The Maunakea Spectroscopic Explorer (MSE) is a planned 11-m telescope designed to fill what is the most obvious missing link in the emerging network of international multi-wavelength facilities; namely, fully dedicated, large aperture, highly multiplexed spectroscopy at a range of spectral resolutions in the optical and near infrared wavelength range. It will be completely dedicated to multi-object spectroscopy of samples of between thousands and millions of astrophysical objects. It will lead the world in this arena, due to its unique design capabilities: it will boast a large (11.25 m) aperture and wide (1.52 sq. degree) field of view; it will observe at a wide range of spectral resolutions, from R2500 to R40,000, with massive multiplexing (4,332 spectra per exposure, with all spectral resolutions available at all times). In total, more than 10 million fiber hours of 10-m class spectroscopy will be available for forefront science every year. With these unrivalled capabilities, MSE will unveil the composition and dynamics of the faint Universe and impact nearly every field of astrophysics across all spatial scales, from individual stars to the largest scale structures in the Universe. Major pillars in the science program for MSE include (i) the ulitimate Gaia follow-up facility for understanding the chemistry and dynamics of the distant Milky Way, including the outer disk and faint stellar halo at high spectral resolution (ii) galaxy formation and evolution at cosmic noon, via the type of revolutionary surveys that have occurred in the nearby Universe, but now conducted at the peak of the star formation history of the Universe (iii) derivation of the mass of the neutrino and insights into inflationary physics through a cosmological redshift survey that probes a large volume of the Universe with a high galaxy density.
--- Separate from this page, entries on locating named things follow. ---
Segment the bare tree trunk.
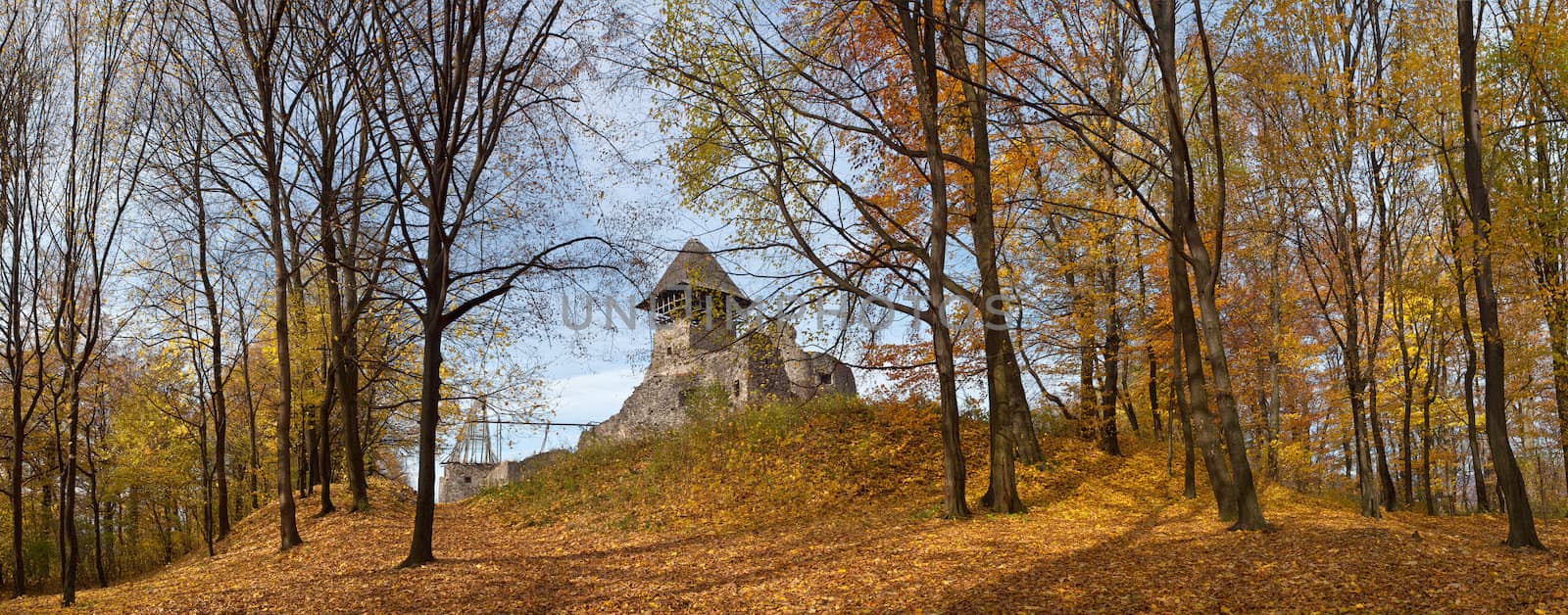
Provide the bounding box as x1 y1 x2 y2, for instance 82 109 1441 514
1456 0 1544 549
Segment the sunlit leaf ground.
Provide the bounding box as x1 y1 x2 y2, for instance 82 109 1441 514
12 404 1568 612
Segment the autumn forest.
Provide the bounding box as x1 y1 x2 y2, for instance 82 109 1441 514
0 0 1568 612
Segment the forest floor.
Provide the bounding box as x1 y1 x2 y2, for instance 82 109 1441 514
12 398 1568 613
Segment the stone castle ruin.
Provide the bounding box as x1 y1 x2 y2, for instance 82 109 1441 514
582 239 855 443
439 239 857 503
436 401 564 503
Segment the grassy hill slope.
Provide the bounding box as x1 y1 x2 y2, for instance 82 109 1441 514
18 401 1568 612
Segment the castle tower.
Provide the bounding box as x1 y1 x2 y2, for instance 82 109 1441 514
637 239 751 357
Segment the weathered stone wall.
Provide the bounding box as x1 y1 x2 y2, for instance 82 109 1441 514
437 463 496 503
578 325 857 444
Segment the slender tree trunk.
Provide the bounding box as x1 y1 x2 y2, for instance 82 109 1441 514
194 192 229 540
1171 306 1198 498
1448 216 1492 513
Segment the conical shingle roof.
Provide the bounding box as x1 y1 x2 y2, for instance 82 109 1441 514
637 239 751 309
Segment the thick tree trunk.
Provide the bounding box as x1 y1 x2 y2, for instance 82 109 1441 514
928 0 1038 513
1456 0 1544 549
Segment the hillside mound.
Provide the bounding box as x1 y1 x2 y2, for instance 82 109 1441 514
9 401 1568 612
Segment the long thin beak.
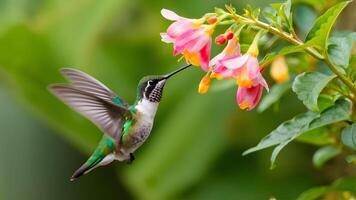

MSE naturally complements and extends the scientific power of Gaia, the Large Synoptic Survey Telescope, the Square Kilometer Array, Euclid, WFIRST, the 30m telescopes and many more. I will present a broad overview of MSE, including the key science, the current design status, as well as the international partnership, and highlight numerous opportunities for engagement in the ongoing scientific and technical development of this next generation observatory.